I have a friend.
A best friend.
We met for lunch today.
It was our usual post FMEA lunch we do.
But I knew this one would be different.
Because since April our relationship has been different.
Now I had made it to the restaurant early and found myself on the phone with a friend from college. And it was a great conversation... and at the end there were tears as I told her the details of John's death she had been unaware of. I guess there are still many who don't know. Which bothers me. How can my friends talk to me and move through many conversations and not know exactly what happened to John. That would be something I would HAVE to know. I mean, what do they THINK happened is what gets me.
Anyway, conversation ends and I hang up. I cry. Wipe tears.
Best friend walks in...
We sit. Order our drinks and then we say our words.
Except she has the floor.
She mentions how we have been distanced from each other since John's death. True.
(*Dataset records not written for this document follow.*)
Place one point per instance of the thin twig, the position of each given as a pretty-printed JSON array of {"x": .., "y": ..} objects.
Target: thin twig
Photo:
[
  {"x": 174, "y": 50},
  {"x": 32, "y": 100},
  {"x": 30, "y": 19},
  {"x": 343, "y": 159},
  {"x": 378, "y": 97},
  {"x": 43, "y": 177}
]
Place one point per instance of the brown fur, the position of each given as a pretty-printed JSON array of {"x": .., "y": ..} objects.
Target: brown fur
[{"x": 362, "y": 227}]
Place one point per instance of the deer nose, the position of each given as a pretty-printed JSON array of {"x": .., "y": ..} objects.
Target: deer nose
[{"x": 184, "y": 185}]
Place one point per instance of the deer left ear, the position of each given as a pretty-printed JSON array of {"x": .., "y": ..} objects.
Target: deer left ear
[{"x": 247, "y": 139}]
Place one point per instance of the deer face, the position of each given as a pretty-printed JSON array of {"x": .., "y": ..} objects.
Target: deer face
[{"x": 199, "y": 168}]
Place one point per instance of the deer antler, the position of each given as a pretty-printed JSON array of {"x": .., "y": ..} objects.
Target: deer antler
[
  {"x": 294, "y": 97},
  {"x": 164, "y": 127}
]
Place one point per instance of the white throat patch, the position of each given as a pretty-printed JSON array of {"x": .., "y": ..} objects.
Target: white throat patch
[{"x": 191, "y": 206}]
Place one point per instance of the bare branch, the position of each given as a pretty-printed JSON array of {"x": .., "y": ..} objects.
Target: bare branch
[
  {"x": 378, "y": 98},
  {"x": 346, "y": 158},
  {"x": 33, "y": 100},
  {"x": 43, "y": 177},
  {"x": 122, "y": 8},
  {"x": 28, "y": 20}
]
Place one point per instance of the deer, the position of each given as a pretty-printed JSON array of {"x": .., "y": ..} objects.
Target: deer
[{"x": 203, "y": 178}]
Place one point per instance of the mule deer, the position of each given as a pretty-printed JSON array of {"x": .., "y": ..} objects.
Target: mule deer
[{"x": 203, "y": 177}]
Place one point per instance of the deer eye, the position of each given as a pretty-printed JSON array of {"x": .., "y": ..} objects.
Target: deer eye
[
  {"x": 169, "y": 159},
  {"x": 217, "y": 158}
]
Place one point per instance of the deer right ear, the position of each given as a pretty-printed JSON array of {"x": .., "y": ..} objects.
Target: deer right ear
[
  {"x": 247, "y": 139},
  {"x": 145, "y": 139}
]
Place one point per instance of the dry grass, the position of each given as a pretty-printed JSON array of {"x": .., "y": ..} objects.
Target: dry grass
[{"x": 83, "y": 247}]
She mentions how I am bitter. True
She also brings up things that in my mind... I am unaware of. sort of. I mean, I figured it happens sometimes... but she really lays it down.
I'm mean. I'm distant. I don't ask about anyone else's lives.
And Im floored.
And I crying and sobbing.
This cannot happen.
I refuse to lose my best friend.
Why?
Because I love her. Because I need her. Because she fills in the gaps of what I am missing. Because she makes me laugh. Because she was there for everything. Because she is one of the best friends you could ever ask for. Because I honestly CANNOT live without her. And because I know that John would hate for us to lose our amazing relationship because he left Earth.
John loved her and cared for her.
He always made sure her and I kept a strong relationship.
It was important to him that I never lose those bonds.
And now I know why.
Because one day.... when you least expect it... you could lose your John.
And all you have left are those friends. Those anchors.
That keep you in place during a strong tide of your life.
And God help you if you lose those friendships during your relationship. And what a lonely road to walk alone.
But I will not.
Because she will not let me.
And neither will others.
Valentines Day two years ago I made a collage for her... and a quote... that I never knew would have the immense relevance that it does today...
"Walking with a friend in the dark is better than walking alone in the light."
And then I wrote: "To a friend I would walk with in light or darkness."
Because it's true.
And now here I am. In my darkness.
And she is still walking with me.
And I could have lost her.
But she chose to stay the course and help me.
And when I gave her that... I didn't expect for the darkness to come to my life so suddenly. I was perfectly happy walking in my light. But luckily I still had her then... and many others.
I just don't want to lose people because I scare them away.
Because I am not pleasant.
Because I am rude or bitter.
Please allow me to cry. Please listen to my stories about John. Please know that I am doing everything in my power to live day to day without breaking down.
Getting out of bed has been a big feat!
But forgive me, everyone, if I had done or said something stupid.
Because the last thing I want to do is lose you.
I could always use a hand to hold while I was in this darkness.
2 comments:
My best friend told me...the week after...when I was still too reeling too walk properly...that she could not handle her own problems and mine too. That she could not be a friend to me in my grief. And I have not heard from her since.
I miss her. I miss our friendship. Sometimes I think of calling her, but what would be the point?
I hope that your friends are bigger people.
I'm sorry to hear that your friendships have suffered. Its frustrating for me when people don't understand. Reading this made me frustrated for you too. Grief is complicated. We deal with it how we can. It doesn't have anything to do with the worthiness of others in our lives. Grief is about the relationship between the bereaved and the deceased. Friends and family are invaluable in helping us through the darkness, in whatever capacity they can. Sometimes that means giving space...Sometimes it means holding on tighter. It just depends on what demands grief is placing on the bereaved one at the time. And when others don't understand what that is like - those uncontrollable pulls and tugs that grief imposes - then sometimes there is no choice but to let go. Not because you WANT to, but because you can't keep holding on...You don't have the strength. But make no mistake...those people who hold on when you can't, will be that much more valued when the wave of grief subsides. And God forbid, they should find themselves in a similar situation one day. But if they do, you will be the one holding on to them extra tightly. Because you know how much they need it. Because you've been there. And frankly, it sucks.